Внутри все привычно замерло, когда он вошел в комнату и включил свет. Затем поднялся, подошел к окну, закурил. Я смотрел на него – уверенный в том, что наши взгляды не пересекутся. Было начало второго (время, как я вскоре узнал, всегда было одним и тем же, и разница определялась минутами; время, когда еще полгода назад я садился за свои статьи и газетные репортажи). Внезапно он потушил сигарету и побежал к столу – словно там, у подоконника, он поймал мысль и собирался теперь ее записать.

Сам я не только не написал ни слова, но даже удалил ту первую главу, которую написал в первое утро.

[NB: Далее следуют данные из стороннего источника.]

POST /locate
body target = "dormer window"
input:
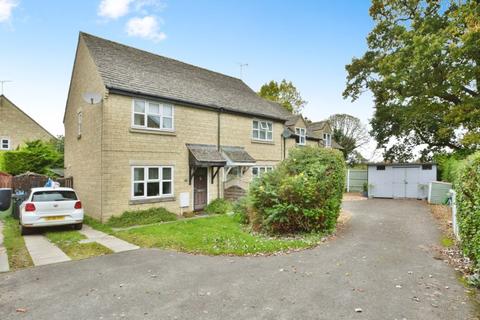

Теперь она казалась написанной другим человеком; в мире, которого больше не было.

Я сидел у окна и смотрел на то, как он поднимался, что-то обдумывал, зачитывал вслух (я не мог разобрать слов, но ловил каждое искривление уголков рта), затем вновь садился писать. В четыре утра он поднялся, забрал со стола компьютер и вышел из кабинеты. Вероятно, должен был быть другой вход в здание, потому что я никогда не видел его выходящим на узкую улицу перед моим отелем. 

Когда наутро позвонили из редакции и спросили, будет ли все готово к началу августа, я зачем-то сказал «да». Наверное, сказать «да» было лучшим способом заставить их закончить разговор.

Я заказал виски себе и человеку, стоявшему слева, у барной стойки. Молодой человек, кажется, англичанин, хотел подробностей. Я был пьян, а ему было интересно.

«Если ты военный журналист, и с тобой что-то случается, ты не можешь никого винить. Это закон. Закон профессии».

Я не сказал ему о том, что лишь два года назад стал военным журналистом. О том, как отчаянно она пыталась меня отговорить.

«Я не говорю, что идея не была опасной, но это была часть работы. Нас было четверо», я пытался вспомнить, говорил ли все это впервые. «Один австралийский журналист, два французских и я. У всех был опыт, и, наверное, нас должно было смутить то, как быстро они согласились. Это жуткое гостеприимство, которому ты просто отказывался верить. На границе нас остановила военная машина, и они начали внимательно просматривать наши удостоверения. Еще был шанс развернуться и навсегда уехать оттуда. Но мы остались, потому что к нам подошел их переводчик и сказал, что они готовы дать интервью. Было уже темно, и нас остановили около бетонного здания, в котором горел свет, и из которого доносились крики или голоса. Было так сложно разобрать. Кажется, Клод, подтолкнул меня в плечо и сказал, что за нами следят. Всякий раз подходили разные люди, что-то спрашивали и уходили. Переводчика рядом не было. Кажется, мы больше никогда его не видели».  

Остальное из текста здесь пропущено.